Diamond stepped down as chief executive this week, as did the chairman and chief operating officer.

On Oct. 29, 2008, Diamond had a conversation with Paul Tucker, deputy governor of the Bank of England, in which Diamond raised concerns that other banks were reporting false lower rates.

A note recorded by Diamond, which has been submitted to the committee, said Tucker initiated the call as senior government officials were wondering why Barclays was reporting higher borrowing rates.

"I asked if he could relay the reality, that not all banks were providing quotes at the levels that represented real transaction," Diamond recorded. "His response [was] 'Oh, that would be worse.'"

Diamond's note added that Tucker told him "that while he was certain we did not need advice, that it did not always need to be the case that we appeared as high as we have recently."

Barclays insists that Diamond did not take this to be an order from Tucker. However, it says a subordinate, Jerry del Missier, mistakenly thought the central bank had ordered Barclays to report lower rates and passed the instruction on.

The Bank of England said Wednesday that Tucker was "quite keen" to testify to the committee to give his version of the conversation.

Diamond told the committee that even after del Missier's instruction, Barclays was still reporting higher rates from most other banks and had no influence on the final LIBOR calculation, which excludes reports at the extreme high and lower ends.

Diamond told the committee that there were also concerns in October 2008 on how the government might react to the bank's relatively higher rates.

"They might say to themselves, 'My goodness, they can't fund. We need to nationalize them,' as they had nationalized other British banks," Diamond said.

Diamond appeared tense and wary as he parried questions from the committee.

The Bank of England has denied knowing of any impropriety in setting the London interbank offered rate, or LIBOR.

Barclays has said it had no intention of manipulating LIBOR in 2008, though some of its traders -- Diamond said there were 14 -- had done so to protect their own positions starting in 2005.

Barclays chairman Marcus Agius and del Missier also resigned this week over the scandal. Del Missier, formerly a top executive at Barclays Capital in Manhattan, was identified as the subordinate who gave an order to report lower rates.

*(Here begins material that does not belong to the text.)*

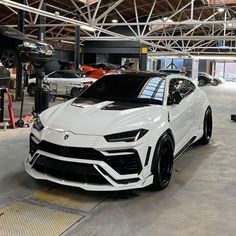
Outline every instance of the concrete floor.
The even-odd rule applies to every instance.
[[[203,89],[214,113],[212,141],[207,146],[194,145],[175,162],[169,187],[162,192],[142,189],[109,193],[105,201],[63,235],[236,234],[236,123],[230,121],[231,113],[236,113],[236,84]],[[35,181],[24,172],[28,135],[29,129],[0,131],[0,207],[35,191],[58,187]],[[80,189],[73,191],[85,193]],[[88,194],[90,198],[97,195]]]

Pressure had been building on the bank over the past week since U.S. and British regulators imposed fines totaling $453 million against Barclays for false reporting of its borrowing costs between 2005 and 2009.

Those reports, along with those of other banks, feed into the daily calculation of LIBOR. LIBOR helps price some $500 trillion in financial assets globally, including mortgages and business loans.

Barclays has said it suspected that other British banks were reporting lower than accurate borrowing rates at the height of the credit crisis. Barclays has said its higher reports generated rumors that it was in trouble.

The release of Diamond's memo has also piled the pressure on the Bank of England, raising questions about whether the central bank was aware of reports that banks were giving false readings of borrowing costs and, if so, why it apparently did nothing about it.

Paul Myners, a Treasury minister in the previous Labour government, said Wednesday that the Bank of England probably would have a recording or a formal minute of Tucker's conversation with Diamond.

"We will find the answer to this quite quickly," he told BBC radio.